Het verminderen van het aantal eiken
In Meierijstad is meer dan 35% eik. Dat komt neer op meer dan 40.000 individueel geregistreerde eiken (exclusief bos, bosplantsoen en landschapssingels). De aanwezigheid van vele eiken in Meierijstad is logisch te verklaren. Het is een landschapseigen boomsoort die vanuit het verleden altijd al aanwezig was in het Brabantse landschap. De boom is ecologisch erg waardevol en heeft een tal van ecosysteemdiensten.

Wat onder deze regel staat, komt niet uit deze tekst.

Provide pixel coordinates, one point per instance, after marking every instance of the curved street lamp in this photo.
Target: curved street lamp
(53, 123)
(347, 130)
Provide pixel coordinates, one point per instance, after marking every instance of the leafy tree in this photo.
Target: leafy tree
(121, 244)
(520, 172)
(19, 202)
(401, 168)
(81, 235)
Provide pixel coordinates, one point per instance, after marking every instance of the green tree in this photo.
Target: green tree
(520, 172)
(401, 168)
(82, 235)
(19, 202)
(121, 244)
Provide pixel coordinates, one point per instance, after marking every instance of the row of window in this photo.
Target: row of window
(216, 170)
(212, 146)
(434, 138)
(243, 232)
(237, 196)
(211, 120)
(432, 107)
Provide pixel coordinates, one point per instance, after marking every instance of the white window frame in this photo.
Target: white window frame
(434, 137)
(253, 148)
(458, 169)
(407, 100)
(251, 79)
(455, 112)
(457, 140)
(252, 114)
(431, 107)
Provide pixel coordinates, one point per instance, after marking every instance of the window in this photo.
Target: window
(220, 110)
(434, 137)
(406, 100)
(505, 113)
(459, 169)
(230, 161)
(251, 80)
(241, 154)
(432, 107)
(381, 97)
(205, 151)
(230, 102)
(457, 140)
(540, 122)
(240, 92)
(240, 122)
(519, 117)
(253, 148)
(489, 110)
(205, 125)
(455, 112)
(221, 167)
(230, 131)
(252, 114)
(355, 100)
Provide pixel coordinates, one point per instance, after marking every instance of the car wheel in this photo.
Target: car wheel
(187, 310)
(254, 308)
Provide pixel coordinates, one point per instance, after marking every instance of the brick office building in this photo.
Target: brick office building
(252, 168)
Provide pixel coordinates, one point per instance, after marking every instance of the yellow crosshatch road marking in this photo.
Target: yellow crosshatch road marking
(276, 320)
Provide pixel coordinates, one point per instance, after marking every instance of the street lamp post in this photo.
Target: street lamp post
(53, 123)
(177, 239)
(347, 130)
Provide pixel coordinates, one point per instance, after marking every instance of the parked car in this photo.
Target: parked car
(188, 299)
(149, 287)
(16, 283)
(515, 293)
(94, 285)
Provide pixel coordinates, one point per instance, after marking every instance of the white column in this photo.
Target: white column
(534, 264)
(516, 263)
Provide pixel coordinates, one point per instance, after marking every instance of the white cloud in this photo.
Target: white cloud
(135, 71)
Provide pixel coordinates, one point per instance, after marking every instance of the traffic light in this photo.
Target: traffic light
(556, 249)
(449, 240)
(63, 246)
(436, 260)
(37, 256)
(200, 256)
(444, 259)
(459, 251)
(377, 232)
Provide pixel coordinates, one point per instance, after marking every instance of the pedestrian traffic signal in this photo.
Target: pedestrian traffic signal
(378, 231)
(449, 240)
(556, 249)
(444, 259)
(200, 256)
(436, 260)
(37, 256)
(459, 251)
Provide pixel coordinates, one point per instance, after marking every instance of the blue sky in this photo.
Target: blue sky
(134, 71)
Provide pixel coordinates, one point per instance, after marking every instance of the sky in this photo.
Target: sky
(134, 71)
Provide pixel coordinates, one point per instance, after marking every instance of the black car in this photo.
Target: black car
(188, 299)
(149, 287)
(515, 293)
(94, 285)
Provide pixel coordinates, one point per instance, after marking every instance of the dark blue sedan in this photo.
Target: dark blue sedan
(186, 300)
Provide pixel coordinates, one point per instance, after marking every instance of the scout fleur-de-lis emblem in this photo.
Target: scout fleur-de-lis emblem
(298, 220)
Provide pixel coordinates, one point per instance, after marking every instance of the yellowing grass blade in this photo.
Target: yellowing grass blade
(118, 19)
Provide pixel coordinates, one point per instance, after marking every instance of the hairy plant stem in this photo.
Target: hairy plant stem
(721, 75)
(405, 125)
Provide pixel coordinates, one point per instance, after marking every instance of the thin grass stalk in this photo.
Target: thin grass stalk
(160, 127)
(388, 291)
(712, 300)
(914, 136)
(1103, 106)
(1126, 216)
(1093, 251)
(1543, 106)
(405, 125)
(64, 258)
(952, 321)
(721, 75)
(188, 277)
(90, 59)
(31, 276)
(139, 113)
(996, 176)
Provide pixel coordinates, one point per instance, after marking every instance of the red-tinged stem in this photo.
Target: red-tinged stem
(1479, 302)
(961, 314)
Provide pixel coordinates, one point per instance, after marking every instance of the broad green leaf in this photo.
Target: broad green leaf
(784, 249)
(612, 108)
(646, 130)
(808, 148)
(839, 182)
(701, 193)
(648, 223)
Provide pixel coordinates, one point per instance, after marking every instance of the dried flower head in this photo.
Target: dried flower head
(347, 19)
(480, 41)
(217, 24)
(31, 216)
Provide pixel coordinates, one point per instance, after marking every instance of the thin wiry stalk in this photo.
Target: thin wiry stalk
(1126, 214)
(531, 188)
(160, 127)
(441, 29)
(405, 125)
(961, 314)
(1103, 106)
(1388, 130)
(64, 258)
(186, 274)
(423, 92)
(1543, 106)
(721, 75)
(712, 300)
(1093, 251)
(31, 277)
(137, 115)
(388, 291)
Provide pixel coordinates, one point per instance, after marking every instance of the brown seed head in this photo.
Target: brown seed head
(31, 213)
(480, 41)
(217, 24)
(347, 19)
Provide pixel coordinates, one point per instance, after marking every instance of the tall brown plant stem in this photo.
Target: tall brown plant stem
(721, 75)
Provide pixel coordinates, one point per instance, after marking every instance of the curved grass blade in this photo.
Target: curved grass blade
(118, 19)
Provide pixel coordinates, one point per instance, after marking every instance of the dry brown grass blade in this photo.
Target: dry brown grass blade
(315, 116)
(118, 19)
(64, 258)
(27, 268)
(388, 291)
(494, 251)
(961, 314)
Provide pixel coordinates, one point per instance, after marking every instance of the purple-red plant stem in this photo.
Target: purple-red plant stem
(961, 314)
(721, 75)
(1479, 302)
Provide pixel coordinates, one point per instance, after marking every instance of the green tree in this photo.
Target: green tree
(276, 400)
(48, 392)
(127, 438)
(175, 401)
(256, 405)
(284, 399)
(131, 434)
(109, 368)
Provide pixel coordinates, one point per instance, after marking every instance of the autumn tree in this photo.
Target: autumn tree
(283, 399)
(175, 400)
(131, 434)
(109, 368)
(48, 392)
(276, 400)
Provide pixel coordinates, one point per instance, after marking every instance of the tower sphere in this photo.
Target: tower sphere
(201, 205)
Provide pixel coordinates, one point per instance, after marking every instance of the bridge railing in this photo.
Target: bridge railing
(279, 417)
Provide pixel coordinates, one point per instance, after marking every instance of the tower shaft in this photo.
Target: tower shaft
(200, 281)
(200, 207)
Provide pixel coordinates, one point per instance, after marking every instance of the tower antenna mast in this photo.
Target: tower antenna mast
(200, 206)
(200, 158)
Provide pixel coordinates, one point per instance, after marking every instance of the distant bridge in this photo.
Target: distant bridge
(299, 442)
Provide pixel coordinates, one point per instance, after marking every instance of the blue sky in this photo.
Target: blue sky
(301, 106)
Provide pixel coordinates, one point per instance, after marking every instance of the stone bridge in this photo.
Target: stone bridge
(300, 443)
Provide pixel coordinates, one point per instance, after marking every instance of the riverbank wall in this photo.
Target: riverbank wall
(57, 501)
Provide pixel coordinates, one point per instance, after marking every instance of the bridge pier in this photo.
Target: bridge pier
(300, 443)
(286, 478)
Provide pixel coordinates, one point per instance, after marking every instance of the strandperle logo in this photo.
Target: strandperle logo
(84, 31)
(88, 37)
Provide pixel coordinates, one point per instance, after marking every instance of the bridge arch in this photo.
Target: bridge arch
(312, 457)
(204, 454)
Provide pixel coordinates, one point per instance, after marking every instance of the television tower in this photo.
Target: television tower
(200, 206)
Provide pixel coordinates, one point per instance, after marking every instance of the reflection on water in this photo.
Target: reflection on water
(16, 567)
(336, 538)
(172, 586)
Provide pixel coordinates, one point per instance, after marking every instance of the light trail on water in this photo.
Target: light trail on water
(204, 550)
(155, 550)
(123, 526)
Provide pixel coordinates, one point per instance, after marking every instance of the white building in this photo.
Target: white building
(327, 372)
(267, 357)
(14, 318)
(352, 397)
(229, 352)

We gaan daarom ook geen actieve omvormingen doen. Dat wil zeggen dat we niet actief gezonde en grote eiken gaan omzagen om de plaagdruk te verminderen. We kiezen in Meierijstad voor een passieve omvorming om het percentage eiken geleidelijk te verlagen. Dit betekent dat de eiken die zijn omgewaaid, dood zijn gegaan of weg moeten vanwege ongezondheid of renovaties niet zomaar worden vervangen door nieuwe eiken. We gaan goed kijken naar de locatie en beslissen op basis daarvan welke boomsoort terug moet komen. Hiermee vergroten we de diversiteit van ons bomenbestand.
Het stimuleren van natuurlijke vijanden
We gaan betere condities scheppen voor de natuurlijke vijanden van de EPR. Voorbeelden hiervan zijn: sluipwesp, diverse soorten kevers, vliegen, larven en wantsen, koolmees, roodborst, winterkoning, boomklever, pimpelmees.

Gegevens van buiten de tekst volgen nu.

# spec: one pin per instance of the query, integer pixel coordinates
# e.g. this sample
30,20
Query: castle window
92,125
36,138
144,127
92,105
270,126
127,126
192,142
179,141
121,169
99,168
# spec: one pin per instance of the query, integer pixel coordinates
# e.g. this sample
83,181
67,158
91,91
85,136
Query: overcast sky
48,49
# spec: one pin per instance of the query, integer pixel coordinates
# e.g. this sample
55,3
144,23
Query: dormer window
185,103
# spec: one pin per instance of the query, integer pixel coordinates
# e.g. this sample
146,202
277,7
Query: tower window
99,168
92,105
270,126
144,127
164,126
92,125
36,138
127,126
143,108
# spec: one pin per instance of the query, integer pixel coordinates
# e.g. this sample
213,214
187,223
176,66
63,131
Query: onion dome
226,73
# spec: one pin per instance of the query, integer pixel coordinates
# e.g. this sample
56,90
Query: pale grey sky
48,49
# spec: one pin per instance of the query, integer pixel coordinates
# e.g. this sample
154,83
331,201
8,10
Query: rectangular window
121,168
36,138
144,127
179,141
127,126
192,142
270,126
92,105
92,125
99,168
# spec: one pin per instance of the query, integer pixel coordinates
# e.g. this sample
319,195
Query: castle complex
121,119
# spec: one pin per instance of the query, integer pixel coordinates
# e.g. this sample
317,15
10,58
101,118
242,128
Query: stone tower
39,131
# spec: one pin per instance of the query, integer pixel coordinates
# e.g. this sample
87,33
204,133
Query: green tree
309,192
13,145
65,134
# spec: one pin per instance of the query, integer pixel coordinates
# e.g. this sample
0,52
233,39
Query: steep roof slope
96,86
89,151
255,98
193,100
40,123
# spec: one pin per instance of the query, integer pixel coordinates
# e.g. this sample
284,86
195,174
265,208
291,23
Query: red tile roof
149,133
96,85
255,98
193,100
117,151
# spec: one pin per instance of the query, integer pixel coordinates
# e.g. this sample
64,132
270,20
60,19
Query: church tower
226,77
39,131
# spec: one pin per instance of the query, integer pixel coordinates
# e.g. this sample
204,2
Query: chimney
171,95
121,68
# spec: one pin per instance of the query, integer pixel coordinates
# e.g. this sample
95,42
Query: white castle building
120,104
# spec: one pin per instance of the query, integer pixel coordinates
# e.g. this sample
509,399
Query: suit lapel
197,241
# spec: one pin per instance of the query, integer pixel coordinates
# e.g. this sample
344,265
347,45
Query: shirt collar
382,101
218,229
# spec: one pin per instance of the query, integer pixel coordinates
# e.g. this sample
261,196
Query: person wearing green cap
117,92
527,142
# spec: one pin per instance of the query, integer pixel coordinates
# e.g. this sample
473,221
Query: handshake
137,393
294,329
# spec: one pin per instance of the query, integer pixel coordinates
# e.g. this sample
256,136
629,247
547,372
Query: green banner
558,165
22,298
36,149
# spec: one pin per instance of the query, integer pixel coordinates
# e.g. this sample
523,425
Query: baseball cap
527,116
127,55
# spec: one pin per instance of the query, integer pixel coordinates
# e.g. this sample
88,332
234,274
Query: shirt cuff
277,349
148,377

Dit gaan we doen met een extensiever maaibeleid voor onze bermen en sloten. Dit doen we grotendeels in het buitengebied.
Langs zandwegen gaan we veel minder maaien zodat er struweel in de berm groeit. Hierin vinden de vogels nestelgelegenheid en voedsel.

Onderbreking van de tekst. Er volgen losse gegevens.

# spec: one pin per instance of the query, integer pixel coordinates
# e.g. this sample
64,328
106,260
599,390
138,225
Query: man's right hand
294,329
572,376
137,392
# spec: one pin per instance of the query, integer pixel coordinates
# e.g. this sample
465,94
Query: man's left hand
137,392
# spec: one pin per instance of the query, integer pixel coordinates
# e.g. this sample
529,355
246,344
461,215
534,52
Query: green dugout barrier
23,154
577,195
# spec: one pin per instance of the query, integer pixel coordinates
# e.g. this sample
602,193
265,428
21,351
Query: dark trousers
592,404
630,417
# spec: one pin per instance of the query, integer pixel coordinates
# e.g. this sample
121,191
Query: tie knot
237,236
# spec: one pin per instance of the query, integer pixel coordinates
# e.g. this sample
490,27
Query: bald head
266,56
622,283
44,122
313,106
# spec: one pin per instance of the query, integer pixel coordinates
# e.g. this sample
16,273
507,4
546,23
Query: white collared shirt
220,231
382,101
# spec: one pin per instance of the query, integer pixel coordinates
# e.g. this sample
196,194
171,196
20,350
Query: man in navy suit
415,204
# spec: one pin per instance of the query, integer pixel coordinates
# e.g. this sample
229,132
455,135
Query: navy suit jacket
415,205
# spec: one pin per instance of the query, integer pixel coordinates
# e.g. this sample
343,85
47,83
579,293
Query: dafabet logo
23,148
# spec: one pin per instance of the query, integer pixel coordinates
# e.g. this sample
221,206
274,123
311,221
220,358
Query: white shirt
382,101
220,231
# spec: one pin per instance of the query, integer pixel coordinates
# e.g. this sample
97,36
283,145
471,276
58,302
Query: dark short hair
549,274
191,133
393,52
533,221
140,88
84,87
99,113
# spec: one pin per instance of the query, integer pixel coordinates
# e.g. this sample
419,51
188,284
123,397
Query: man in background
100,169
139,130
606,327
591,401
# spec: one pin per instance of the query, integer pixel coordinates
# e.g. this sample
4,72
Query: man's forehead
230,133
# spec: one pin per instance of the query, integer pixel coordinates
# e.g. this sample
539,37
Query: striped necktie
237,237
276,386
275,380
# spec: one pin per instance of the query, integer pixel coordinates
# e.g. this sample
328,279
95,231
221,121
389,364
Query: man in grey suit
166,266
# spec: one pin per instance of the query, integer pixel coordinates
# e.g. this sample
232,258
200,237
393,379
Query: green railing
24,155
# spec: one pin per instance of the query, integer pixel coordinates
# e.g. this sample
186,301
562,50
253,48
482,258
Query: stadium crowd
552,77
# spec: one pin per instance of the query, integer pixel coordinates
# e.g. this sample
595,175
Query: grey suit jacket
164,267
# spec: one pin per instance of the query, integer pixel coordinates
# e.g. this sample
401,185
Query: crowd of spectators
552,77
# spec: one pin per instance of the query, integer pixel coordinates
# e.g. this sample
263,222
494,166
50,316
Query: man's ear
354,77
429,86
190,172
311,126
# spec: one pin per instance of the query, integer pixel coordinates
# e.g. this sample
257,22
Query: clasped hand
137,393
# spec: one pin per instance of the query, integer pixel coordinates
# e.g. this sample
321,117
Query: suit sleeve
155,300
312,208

We gaan onze bermen in het buitengebied meer insectenvriendelijk en extensiever beheren. Dit zorgt voor meer bloemen en een natuurlijke situatie waarin meer insecten en natuurlijke vijanden zitten. Dit gaan we doen zonder dat het de verkeers- en waterveiligheid aantast.
Wanneer onze bermen gerenoveerd of afgeroofd moeten worden gaan we kijken of we de berm met een kruidenmengsel in kunnen zaaien waardoor de natuurlijke vijanden van de EPR extra gestimuleerd worden.
We vinden het als Meierijstad belangrijk dat burgers kunnen meepraten en meebeslissen over hun openbare ruimte en dus ook over bomen. Daarom betrekken we onze burgers bij keuzes over gemeentelijke bomen.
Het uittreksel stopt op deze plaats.